Monday of the Sixth Week in Ordinary Time
(Genesis 4:1-15.25; Mark 8:11-13)
The story of Cain and Abel has been noted as an anthropological explanation of the enmity between farmers and herders. It can also be seen as a model for sibling rivalry. Although we expect brothers and sisters to be the best of friends, they often compete with one another. Reasons for the competition are not hard to imagine. Each desires the parents’ utmost attention but often cannot achieve it. Perhaps the last-born child receives inordinate affection because the parents are tired of disciplining. Or perhaps the eldest through constant parental prodding becomes an overachiever whose accomplishments the parents cannot cease praising.

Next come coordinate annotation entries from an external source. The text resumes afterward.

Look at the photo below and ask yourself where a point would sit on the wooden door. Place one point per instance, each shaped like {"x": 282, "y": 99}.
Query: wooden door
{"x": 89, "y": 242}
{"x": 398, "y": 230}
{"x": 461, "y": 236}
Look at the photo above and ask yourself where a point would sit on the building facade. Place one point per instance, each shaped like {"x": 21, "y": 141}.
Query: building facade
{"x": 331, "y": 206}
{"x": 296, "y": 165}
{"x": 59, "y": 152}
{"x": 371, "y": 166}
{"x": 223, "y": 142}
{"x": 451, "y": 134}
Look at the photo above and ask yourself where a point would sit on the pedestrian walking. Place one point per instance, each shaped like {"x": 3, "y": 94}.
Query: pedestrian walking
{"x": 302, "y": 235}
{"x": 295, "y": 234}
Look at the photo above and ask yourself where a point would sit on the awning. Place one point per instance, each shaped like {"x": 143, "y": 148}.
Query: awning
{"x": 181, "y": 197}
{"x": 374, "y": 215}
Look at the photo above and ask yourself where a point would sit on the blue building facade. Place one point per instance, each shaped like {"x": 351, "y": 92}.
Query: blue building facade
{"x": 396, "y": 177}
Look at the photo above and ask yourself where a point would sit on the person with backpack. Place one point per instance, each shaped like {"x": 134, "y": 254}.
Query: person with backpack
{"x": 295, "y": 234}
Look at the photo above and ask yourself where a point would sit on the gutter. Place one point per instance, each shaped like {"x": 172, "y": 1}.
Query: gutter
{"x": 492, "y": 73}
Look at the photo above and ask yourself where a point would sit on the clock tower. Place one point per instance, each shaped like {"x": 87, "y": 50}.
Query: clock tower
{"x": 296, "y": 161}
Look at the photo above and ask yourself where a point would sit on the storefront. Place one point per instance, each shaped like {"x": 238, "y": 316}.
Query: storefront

In the fourth preface for weekday masses, the priest prays that God has no need of our sacrifice. Indeed, God does not ask sacrifices from Cain and Abel. Responding to an instinctual impulse, the elder brother makes his harvest offering. Possibly out of imitation, Abel serves up a lamb. The text does not explain why Cain’s gift is rejected, but it is also not hard to suggest a reason here. Too often sacrifices to God are half-hearted like the feeble Lenten penances that are abandoned before the end of the first week. Also, as the old critique of Friday abstinence maintained, some people give up steak only to dine on lobster!
Cain reacts to God’s preference of Abel’s sacrifice by murdering him. It is no impetuous act but methodically arranged to indicate the depth of the elder brother’s hatred. As the Lord takes notice of the act, we discover what God most expects of us. Beyond our sacrifices we must strive ever harder to live in peace with all our brothers and sisters.